Martin Robert is however very critical of the cumbersome structure of the CIUSSS de l’Estrie – CHUS. In fact, he even resigned after serving on its board for a year.

It’s simple. It’s too simple. We try to replace that with processes, protocols, evaluation grids, best practices, he laments. Here in Estrie, at the CHUS, we are strong on this. We import ways of doing things from Scotland, Australia, England, Japan. Probably we would have better luck if CHAS was in New Zealand.

Another irritant is the issue of funding. For the directors and founders of CHAS, the employees and themselves are not given due recognition. Nicole adds that funding remains very, very difficult because we are subsidized by the network, but on a small scale. We are a huge saving for the system. The recognition of our work and our success would require better funding, which we have never obtained.

Martin Robert agrees. One of the issues in the question of accommodation, which is not said, is the question of costs. It is socially expensive to house people who have mental health problems. The psychiatric hospital in Sherbrooke costs a fortune. Except that the CHAS, it does not cost anything!

The CHAS house on rue Belvédère, in Sherbrooke

The CHAS house on rue Belvédère, in Sherbrooke

Photo: Radio-Canada / Réjean Blais

The long road to autonomy

Lorick is said to be schizotypal, a disorder characterized by a distorted perception of reality and difficult social relationships. The CHAS workers believe instead that he has Asperger’s syndrome, an autism spectrum disorder, which remains to be confirmed by specialists.

Many young people like Lorick require special care and supervision, and host families are not always equipped in this regard, note the two workers.

They presented him to us with a developing personality disorder. By dint of observing it, we understood that it was not the right diagnosis , explains Michelle Allard.

We can’t blame the host family, because he has a lot of difficulties … Trying to understand him, it’s not easy when you have lots of others to take care of, Nicole Leblond notes.

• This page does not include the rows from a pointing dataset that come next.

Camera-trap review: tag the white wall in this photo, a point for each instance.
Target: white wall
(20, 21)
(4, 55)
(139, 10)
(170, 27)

However, the methods used by CHAS seem to be paying off. According to stakeholders, Lorick has made progress in a year. When he arrived at the center, he was suicidal and more reactive. Today, he is in better control of his emotions. He learns to be more independent by doing his own grocery shopping, meals and laundry. Little by little, confidence sets in.

I work on my social skills in general. I have a good autonomy to cook myself, to do the housework. I have some social difficulties. How to communicate with the world. Recognize the nonverbal of people. They help me in that.


With time and patience, he can become independent, says Michelle Allard enthusiastically.

Well yes, he does a lot of things already very, very well. It’s just the outer world. Here it is fine, but it is to bring it to the outside world. It is this end that remains to be worked on. There is absolutely hope. He is loved a lot by the group and the young people really take care of him.

Lorick makes the peace sign, outside

Lorick has been doing better since his arrival at CHAS a year ago

Photo: Radio-Canada / Dominique Bertrand

Lorick still has contact with his parents. He spends time with his father about every five weeks. Relations with her mother are more complicated, however, as she suffers from schizophrenia. Meetings therefore take place occasionally, and under supervision.

Lorick will stay at CHAS at least until he is 18 years old. Fortunately, he seems to find some happiness there. He says he likes it and even considers that he is in a good period of his life.

Lorick felt the love here, rejoices Nicole Leblond. He’s a handsome young man. He is endearing. We were able to bond with him. We accepted him as he is.

All of the DPJ’s youth autonomy support services are provided by the CIUSSS de l’Estrie – CHUS. A crisis center, the Accalmie-Halte, has also been set up for young people aged 6 to 17, from all origins. It is located on the site of the Val-du-Lac rehabilitation center. Nearly 250 young people were seen there in 2019 for drug addiction problems, behavioral problems and mental health problems.

* Lorick’s name has been changed to preserve his anonymity.